A diferença – e única – é que em eventos ali acima citados existe uma empresa ou entidade que é contratada para recolher toda a “porquice” deixada por nós, seres humanos pensantes e felizes de estarmos no topo de uma cadeia de outros animais, que hoje comemos repletos de elementos químicos de conservação e até de papelão em sua (de)composição. E esse é o mesmo lixo que segue para o aterro sanitário, independente da sua forma de produção, que acabou sendo recolhido pelo departamento de limpeza e não matou ninguém. Ao menos por enquanto, porque o seu acúmulo junto a natureza, poluirá ainda mais a área a qual foi destinada o fim dessa desenfreada consumação que, infelizmente, é necessária para gerar a comercialização e, assim, o emprego, o aumento de impostos, a continuação do mercado sistemático e econômico que temos hoje e que continuará para sempre.

Mas, o que ficará lembrado, é como esse tipo de evento prejudica as veias de uma cidade. Já visitaram a Trajano Reis ou a São Francisco, em Curitiba, depois de uma noite de sexta-feira? Acontece a mesma coisa, porém, é a semana toda, de todos os meses do ano.
O que muitos não verificaram, por não terem tido estado lá na noite do encontro na Manoel Ribas, foi a atitude de pouquíssimas pessoas que tentaram recolher tudo o que foi produzido, juntando como podiam as garrafas de bebidas e os copos plásticos. Esses indivíduos, louvavelmente, deixaram montes de resíduos próximos às lixeiras da rua e do container de reciclagem, cujas imagens entupiram a memória dos WhatsApp da vida, com o objetivo de facilitar o recolhimento dos profissionais que trabalham na limpeza pública. Adiantou? Não, apesar da dedicação, e comprovou aquele famigerado ditado popular: “uma andorinha não faz verão”.

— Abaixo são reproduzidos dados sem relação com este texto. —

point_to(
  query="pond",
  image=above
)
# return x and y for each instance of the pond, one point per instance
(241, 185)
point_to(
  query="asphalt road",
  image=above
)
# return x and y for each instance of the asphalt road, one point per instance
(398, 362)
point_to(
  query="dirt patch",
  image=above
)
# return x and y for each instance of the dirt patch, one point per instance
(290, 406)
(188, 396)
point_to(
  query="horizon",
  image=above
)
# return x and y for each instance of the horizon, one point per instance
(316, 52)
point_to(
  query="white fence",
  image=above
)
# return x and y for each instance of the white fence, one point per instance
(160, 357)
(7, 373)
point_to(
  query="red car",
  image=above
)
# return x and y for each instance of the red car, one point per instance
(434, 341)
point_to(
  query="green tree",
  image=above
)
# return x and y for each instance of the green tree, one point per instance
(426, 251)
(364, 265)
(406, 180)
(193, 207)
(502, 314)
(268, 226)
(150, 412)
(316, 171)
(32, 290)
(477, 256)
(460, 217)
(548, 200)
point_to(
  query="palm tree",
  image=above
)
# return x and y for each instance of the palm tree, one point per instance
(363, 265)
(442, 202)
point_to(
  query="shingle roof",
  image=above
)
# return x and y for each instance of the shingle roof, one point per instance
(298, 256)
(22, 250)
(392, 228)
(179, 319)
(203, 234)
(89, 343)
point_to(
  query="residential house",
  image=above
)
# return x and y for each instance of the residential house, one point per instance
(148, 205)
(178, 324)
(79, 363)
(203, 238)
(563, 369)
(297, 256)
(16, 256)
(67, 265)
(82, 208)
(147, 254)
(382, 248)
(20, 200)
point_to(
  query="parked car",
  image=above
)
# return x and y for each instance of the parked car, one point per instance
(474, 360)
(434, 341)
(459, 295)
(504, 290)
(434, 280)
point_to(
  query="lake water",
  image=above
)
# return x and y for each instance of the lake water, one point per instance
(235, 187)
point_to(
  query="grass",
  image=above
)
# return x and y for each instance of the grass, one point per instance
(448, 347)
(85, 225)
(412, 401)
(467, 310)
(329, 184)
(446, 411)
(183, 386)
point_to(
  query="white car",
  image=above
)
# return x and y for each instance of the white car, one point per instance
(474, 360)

Só que foram justamente esses registros que despertaram a ira da população, ou ao menos, uma parte dela. Em grupos de imprensa foram as que geraram discursos de horrores dos nobres comunicadores, com um vazio imenso que não serviria nem para preencher o jornal, o programa de rádio ou televisão mais sensacionalista do mundo. E essa será a pauta para o decorrer da semana, acompanhado de dizeres pífios, de opiniões de um jornal que tem profissionais mais capazes do que fazem, de TVs guiadas pela intuição abstrata, por assessores de imprensa preguiçosos e viciados na respiração comunicacional do lugar-comum e de rádios que fazem um julgamento derretido, porque é o que vai gerar mais manifestação popular. Essa visão míope do abrangente também deveria ser recolhida em aterros sanitários em perfeito acordo com a legislação. Isso que nem foi citada a ação policial que desviou duvidosamente o fluxo do tráfego da Avenida Tupi para a Manoel Ribas, tão quanto outro tipo de poluição que atrapalha os moradores dos arredores: a sonora (esses dois tópicos ficarão para uma vindoura oportunidade).

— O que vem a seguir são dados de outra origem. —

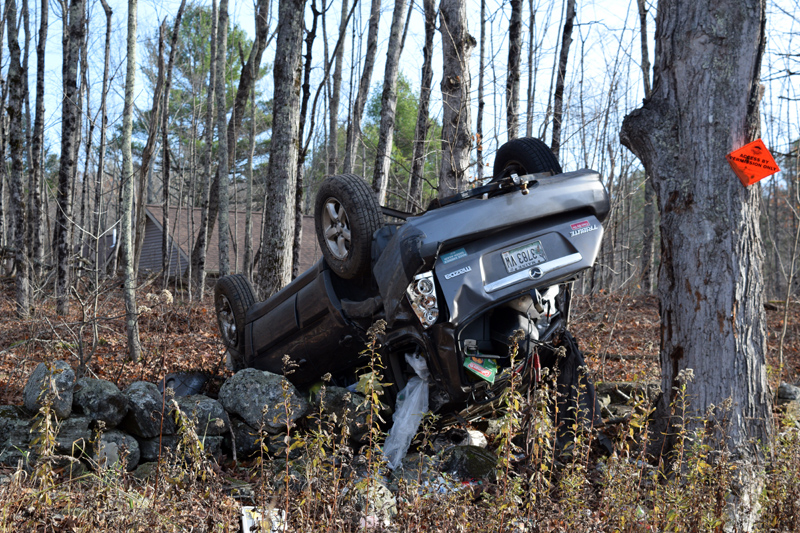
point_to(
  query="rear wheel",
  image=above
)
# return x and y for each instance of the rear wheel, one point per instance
(346, 215)
(233, 296)
(526, 155)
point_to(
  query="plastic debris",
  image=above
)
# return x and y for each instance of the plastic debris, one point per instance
(411, 406)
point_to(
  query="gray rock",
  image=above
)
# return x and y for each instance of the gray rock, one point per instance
(250, 391)
(115, 447)
(620, 392)
(469, 462)
(788, 393)
(74, 436)
(63, 376)
(246, 438)
(373, 498)
(208, 413)
(100, 400)
(149, 449)
(144, 415)
(345, 405)
(15, 434)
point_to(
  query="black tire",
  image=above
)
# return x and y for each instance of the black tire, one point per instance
(526, 155)
(233, 296)
(346, 215)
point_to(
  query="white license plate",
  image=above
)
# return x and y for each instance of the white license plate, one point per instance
(527, 255)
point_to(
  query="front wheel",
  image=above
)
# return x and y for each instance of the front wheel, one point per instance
(525, 155)
(346, 215)
(233, 296)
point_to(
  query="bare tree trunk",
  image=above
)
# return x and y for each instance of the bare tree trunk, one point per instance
(166, 250)
(649, 208)
(481, 102)
(34, 199)
(423, 120)
(246, 80)
(311, 35)
(16, 141)
(275, 267)
(70, 121)
(143, 190)
(383, 158)
(710, 282)
(333, 146)
(222, 170)
(248, 221)
(198, 265)
(98, 191)
(126, 208)
(457, 44)
(357, 113)
(512, 79)
(558, 96)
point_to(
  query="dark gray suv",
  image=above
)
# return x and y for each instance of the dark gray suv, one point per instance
(452, 283)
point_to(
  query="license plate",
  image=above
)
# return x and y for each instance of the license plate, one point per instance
(527, 255)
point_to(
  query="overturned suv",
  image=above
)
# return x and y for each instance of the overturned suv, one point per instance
(453, 283)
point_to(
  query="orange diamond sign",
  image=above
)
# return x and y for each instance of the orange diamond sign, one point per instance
(752, 162)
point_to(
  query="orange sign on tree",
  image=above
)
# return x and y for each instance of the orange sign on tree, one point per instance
(752, 162)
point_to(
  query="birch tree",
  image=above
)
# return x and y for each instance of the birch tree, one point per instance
(357, 112)
(275, 268)
(383, 158)
(70, 122)
(126, 207)
(457, 44)
(704, 104)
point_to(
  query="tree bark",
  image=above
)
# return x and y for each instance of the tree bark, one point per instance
(223, 154)
(275, 267)
(333, 136)
(705, 103)
(246, 80)
(512, 80)
(126, 207)
(166, 250)
(423, 119)
(16, 142)
(35, 199)
(199, 252)
(457, 44)
(70, 121)
(357, 113)
(383, 158)
(558, 96)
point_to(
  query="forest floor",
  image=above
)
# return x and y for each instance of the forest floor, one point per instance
(619, 334)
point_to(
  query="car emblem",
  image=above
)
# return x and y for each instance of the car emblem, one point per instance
(458, 272)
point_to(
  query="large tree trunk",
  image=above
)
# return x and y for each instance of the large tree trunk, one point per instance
(35, 251)
(357, 113)
(558, 96)
(198, 265)
(704, 104)
(383, 158)
(512, 80)
(222, 169)
(70, 121)
(98, 191)
(16, 141)
(275, 269)
(246, 79)
(457, 44)
(126, 207)
(423, 120)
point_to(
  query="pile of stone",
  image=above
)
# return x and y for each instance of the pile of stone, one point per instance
(98, 422)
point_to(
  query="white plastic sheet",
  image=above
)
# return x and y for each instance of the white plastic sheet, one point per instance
(411, 406)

Enquanto isso, a ampliação do campo de visão perceptivo, de uma análise mesmo que simplória, se resume a um evento que incomoda pela produção do lixo (entre outros aspectos citados superficialmente). O mesmo que está em sua casa, em sua empresa, mas dentro de uma lixeira, que acabará tendo o mesmo destino do encontrado na rua, da mesma forma e produção desenfreada que é aterrado num país que gasta cada vez mais e tem a consciência de menos. Afinal, como mostra a Abrelpe, se a cada ano aumentar a produção em 29%, estaremos fadados a viver num ambiente como o da ficção, como o desenho “Wall-E”, da Pixar, quando robôs ficaram na Terra para limpar toda a porcaria que não teve destino, nem reciclagem correta, e os seres humanos foram viver no espaço e engordaram porque desaprenderam a andar e viveram à mercê dos favores de máquinas, essas sim, inteligentes que aprenderam com os erros dos homens.